A glória d'Aquele que moveu todas as coisas,
Penetrando todo o universo, que refletindo,
Que numa panela mais e noutra menos,
Uma estive no seu céu mais luminoso.
E viu tais coisas de que nenhum homem,
De lá, tem nosso ou a nossa aptidão sobre a cela;
Porque quando o nosso aborda do seu objetivo,
E mergulhou nas profundezas do seu desejo.
A memória é impotente para escoltar,
Mas ainda assim, tanto do reino sagrado,
Que eu pudesse marcar e guardar na mente.
E será cá o tema desta minha canção,
Faz de mim um vaso digno de receber,
o seu génio e a desejada coroa de louros.
II
Entrai no meu peito, soprai em mim tão alto,
Duma estirpe como a que derrotou Ulisses,
Quando o tiraste desta bainha do corpo,
De forma a tornar clara pelo menos a sombra.

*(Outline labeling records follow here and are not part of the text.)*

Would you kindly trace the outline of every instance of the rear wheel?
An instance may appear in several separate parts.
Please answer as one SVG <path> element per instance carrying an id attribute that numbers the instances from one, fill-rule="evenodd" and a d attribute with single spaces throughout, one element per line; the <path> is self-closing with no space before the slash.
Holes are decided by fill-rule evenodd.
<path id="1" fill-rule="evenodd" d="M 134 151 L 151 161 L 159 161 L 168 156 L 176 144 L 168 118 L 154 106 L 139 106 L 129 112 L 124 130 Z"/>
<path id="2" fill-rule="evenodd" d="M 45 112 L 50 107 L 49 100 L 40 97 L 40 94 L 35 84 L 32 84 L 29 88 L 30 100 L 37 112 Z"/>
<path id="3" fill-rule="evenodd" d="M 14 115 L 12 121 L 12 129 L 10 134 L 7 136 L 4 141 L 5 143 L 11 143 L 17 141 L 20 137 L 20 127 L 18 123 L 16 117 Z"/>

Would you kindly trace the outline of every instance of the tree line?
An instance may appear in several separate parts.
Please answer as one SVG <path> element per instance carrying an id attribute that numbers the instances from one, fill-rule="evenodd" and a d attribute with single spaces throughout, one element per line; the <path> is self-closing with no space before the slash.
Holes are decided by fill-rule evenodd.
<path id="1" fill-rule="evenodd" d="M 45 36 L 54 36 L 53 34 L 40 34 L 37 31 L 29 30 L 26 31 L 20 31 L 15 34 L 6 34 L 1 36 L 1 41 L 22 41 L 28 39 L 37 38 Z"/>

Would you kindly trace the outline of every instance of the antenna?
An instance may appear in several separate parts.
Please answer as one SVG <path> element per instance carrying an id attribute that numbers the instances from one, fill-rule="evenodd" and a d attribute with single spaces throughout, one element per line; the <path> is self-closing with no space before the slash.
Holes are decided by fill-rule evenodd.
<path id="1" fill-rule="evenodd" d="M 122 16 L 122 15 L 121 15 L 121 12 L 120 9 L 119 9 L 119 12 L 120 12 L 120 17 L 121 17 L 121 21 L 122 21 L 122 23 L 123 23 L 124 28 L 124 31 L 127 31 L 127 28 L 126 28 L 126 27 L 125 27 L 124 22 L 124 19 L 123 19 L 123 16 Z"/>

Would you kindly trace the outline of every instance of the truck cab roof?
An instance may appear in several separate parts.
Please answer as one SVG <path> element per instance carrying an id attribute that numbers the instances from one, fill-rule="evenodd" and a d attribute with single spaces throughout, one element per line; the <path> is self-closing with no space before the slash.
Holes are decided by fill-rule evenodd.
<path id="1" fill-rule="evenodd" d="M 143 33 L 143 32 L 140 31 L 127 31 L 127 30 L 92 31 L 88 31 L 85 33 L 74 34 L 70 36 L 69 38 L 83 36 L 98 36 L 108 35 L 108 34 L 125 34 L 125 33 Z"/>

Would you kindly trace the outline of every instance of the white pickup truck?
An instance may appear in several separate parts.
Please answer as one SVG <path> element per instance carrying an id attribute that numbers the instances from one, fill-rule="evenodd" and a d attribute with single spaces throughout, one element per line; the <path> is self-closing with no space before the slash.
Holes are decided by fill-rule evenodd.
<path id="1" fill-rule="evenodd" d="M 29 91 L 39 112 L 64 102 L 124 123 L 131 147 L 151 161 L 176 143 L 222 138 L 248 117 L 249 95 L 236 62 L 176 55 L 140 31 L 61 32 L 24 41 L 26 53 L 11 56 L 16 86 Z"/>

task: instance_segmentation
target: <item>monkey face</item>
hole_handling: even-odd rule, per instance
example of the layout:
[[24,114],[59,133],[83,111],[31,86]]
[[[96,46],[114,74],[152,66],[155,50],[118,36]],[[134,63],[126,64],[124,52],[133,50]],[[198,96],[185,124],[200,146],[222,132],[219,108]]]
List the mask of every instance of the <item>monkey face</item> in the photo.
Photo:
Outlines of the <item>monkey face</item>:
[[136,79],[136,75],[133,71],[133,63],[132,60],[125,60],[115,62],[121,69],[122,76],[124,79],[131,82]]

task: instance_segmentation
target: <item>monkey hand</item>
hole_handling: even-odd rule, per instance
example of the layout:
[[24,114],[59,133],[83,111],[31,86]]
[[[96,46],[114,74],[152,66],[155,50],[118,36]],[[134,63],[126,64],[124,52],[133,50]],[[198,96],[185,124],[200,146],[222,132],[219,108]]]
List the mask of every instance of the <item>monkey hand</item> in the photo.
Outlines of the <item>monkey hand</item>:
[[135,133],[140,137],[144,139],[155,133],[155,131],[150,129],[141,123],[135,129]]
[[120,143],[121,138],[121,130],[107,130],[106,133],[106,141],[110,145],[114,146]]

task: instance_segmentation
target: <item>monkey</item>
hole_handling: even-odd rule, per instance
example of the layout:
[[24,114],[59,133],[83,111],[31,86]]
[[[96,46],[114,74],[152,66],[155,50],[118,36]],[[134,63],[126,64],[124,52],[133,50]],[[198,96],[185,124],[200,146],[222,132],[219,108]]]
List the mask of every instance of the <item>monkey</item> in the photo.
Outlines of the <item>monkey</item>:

Alto reino deste imprimiu-se na minha mente,
E ver-me-eis na vossa árvore escolhida,
Coroando-me com essas folhas verdes das quais,
Do meu tema e tu próprio me farás digno.
Quando um homem anseia por atingir objetivo,
Duma nova alegria no alegre Zeus délfico,
Duma pequena faísca pode nascer um incêndio:
Por isso, depois de mim, talvez a voz melhor,
Pode elevar-se em oração e obter a resposta,
Pontos díspares, partir do local que une.
III
Num rumo mais feliz d´estrelas mais felizes,
Que unidos, e desta forma aquece e sela,
Cera terrestre adjunta à própria agnação,
Esta união feliz tinha feito a manhã lá.
Noite aqui: o nosso hemisfério estava bruno,
Enquanto todo o cerro banhava branco,
Olhos erguidos pra o sol - nenhuma ave,
Podia olhar tão fixo e direto pra tal luz!
Um raio de luz descendente causará,
Minha mente e deu estirpe à minha própria,
Olhei fixo pra o sol que nenhum homem.
Não pode olhar durante muito tempo,
Sol envolto em faíscas de luz ardente,
Só de mim renasceu, ó Soberano Amor!